Microtubles, a key component of the eukaryotic cytoskeleton, are cylindrical molecules consisting of two subunits: α-tubulin and β-tubulin. It is known that α/β-tubulin heterodimers can be assembled into protofilaments with a head-to-tail formation, characterized by dynamic polymerization and depolymerization. Microtubules are involved in cell division, in which mitosis, morphogenesis, motility, and intracellular transport occur.¹ In addition, microtubules have been reported to participate in the proliferation, invasion, and metastasis of tumor cells. In recent years, microtubules have been regarded as an important target for oncotherapy. At present, microtubule inhibitors, which disrupt microtubule dynamics, are used widely in cancer chemotherapy.² Most of these molecules act by binding to the protein tubulin.^3–8 There are several binding sites on the tubulin heterodimer, including for vinca alkaloids, taxanes, colchicine, and laulimalide,⁸ which are usually divided into two categories: microtubule stabilizers, including taxanes and laulimalide, which enhance tubulin polymerization; and microtubule depolymerizers, including vinca alkaloids and colchicine binding site agents, which inhibit tubulin polymerization. The microtubule destabilizers currently in clinical use include vinca alkaloids, vinblastine, vincristine, and vinorelbine, all of which bind to what has been termed the “vinca site” on tubulin.
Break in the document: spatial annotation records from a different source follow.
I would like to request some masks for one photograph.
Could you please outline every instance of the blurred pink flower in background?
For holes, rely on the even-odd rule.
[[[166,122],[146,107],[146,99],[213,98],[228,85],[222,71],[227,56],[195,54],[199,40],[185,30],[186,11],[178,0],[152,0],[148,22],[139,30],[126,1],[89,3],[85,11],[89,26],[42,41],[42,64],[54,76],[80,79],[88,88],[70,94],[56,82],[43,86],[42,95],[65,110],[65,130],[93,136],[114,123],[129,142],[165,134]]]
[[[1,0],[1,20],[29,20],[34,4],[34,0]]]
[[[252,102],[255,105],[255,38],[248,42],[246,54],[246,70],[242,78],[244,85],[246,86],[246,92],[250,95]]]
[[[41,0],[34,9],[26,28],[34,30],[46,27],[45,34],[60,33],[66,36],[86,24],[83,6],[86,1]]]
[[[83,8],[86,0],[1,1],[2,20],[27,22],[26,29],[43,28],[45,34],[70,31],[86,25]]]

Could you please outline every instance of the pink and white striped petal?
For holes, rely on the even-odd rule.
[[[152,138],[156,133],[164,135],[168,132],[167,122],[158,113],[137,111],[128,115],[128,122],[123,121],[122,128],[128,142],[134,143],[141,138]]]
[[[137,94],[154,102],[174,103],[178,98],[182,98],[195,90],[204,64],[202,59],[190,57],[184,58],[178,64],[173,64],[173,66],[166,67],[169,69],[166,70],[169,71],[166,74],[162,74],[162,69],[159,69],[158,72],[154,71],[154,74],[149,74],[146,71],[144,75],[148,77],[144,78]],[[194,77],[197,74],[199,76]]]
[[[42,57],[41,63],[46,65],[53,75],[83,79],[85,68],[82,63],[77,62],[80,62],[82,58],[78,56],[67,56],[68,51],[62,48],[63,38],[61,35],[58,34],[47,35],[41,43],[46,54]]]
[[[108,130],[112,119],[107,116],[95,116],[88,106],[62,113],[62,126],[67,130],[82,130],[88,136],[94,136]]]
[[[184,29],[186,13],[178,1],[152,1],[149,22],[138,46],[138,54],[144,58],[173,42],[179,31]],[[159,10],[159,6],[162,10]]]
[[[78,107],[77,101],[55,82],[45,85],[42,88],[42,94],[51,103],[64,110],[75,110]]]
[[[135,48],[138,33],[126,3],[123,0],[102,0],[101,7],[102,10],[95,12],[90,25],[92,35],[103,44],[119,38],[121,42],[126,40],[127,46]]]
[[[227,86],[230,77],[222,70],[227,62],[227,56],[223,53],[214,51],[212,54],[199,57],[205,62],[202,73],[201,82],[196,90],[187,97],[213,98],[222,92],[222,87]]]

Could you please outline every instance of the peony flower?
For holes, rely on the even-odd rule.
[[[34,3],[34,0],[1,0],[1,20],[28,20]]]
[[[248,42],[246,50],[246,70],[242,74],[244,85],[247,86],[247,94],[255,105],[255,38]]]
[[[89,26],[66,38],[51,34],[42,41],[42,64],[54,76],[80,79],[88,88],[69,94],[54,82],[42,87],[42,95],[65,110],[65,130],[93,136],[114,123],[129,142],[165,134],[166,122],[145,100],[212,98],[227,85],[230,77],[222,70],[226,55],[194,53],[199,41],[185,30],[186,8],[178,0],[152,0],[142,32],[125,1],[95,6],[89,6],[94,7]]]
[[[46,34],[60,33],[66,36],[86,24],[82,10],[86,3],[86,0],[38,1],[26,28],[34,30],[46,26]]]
Another recognized binding site for microtubule-destabilizing agents is the colchicine binding site (CBS). Antitubulin agents are currently employed in cancer treatment. However, drug resistance arising from MDR1 expression in cancer cells leads to treatment failure. One drawback of microtubule-targeting agents is drug resistance, which can be innate or acquired. The most common form of clinical resistance to microtubule-targeting agents is overexpression of the MDR1 gene, which encodes the P-glycoprotein (Pgp) drug efflux pump.⁹ The other clinically relevant form of resistance to microtubule-targeting agents is overexpression of the type III isotype of tubulin.¹⁰ Extensive research has indicated that tubulin inhibitors targeting the CBS are candidate compounds to overcome the limitations of drug resistance and improve the associated clinical benefit.^11,12

ELR510444, a sulfonamide derivative, was reported to inhibit tubulin polymerization, causing a loss of cellular microtubules (EC50 = 21 nM) and the formation of aberrant mitotic spindles, which led to mitotic arrest and apoptosis in cancer cells; in addition, significant antitumor activity was observed in the MDA-MB-231 xenograft model.¹³ Carew et al. reported that ELR510444 inhibits tumor growth and angiogenesis by abrogating HIF activity and disrupting microtubules in renal cell carcinoma.¹⁴ Extensive studies have indicated that ELR510444 is not a substrate for the Pgp drug transporter and retains activity in β III-tubulin-overexpressing cell lines, suggesting that it avoids both the clinically relevant mechanisms of resistance to this class of agents.¹³ However, the binding mode between ELR510444 and tubulin remains unclear. In addition, another chemotype of CBS inhibitors (CBSIs), benzimidazole carbamates, has been shown to inhibit the assembly of mammalian brain microtubules in vitro. Parbendazole was reported to be a potent inhibitor of microtubule assembly in vitro and in vivo, and was more effective than nocodazole.^15,16 In a panel of four tested benzimidazoles, parbendazole exhibited the strongest antiproliferative activities against AsPC-1 (IC₅₀ = 0.19 μM) and Capan-2 cells (IC₅₀ = 0.36 μM), indicating its antitumor potential.¹⁷ Parbendazole binds to the tubulin dimer with a 1 : 1 stoichiometry, and microtubules were reported to withdraw from the cell periphery within 30 min after treatment with parbendazole.¹⁵ We previously reported the crystal structure of the nocodazole–tubulin complex and revealed that nocodazole was bound deep within the CBS.¹⁸ However, the reason for the greater potency of parbendazole remains unknown.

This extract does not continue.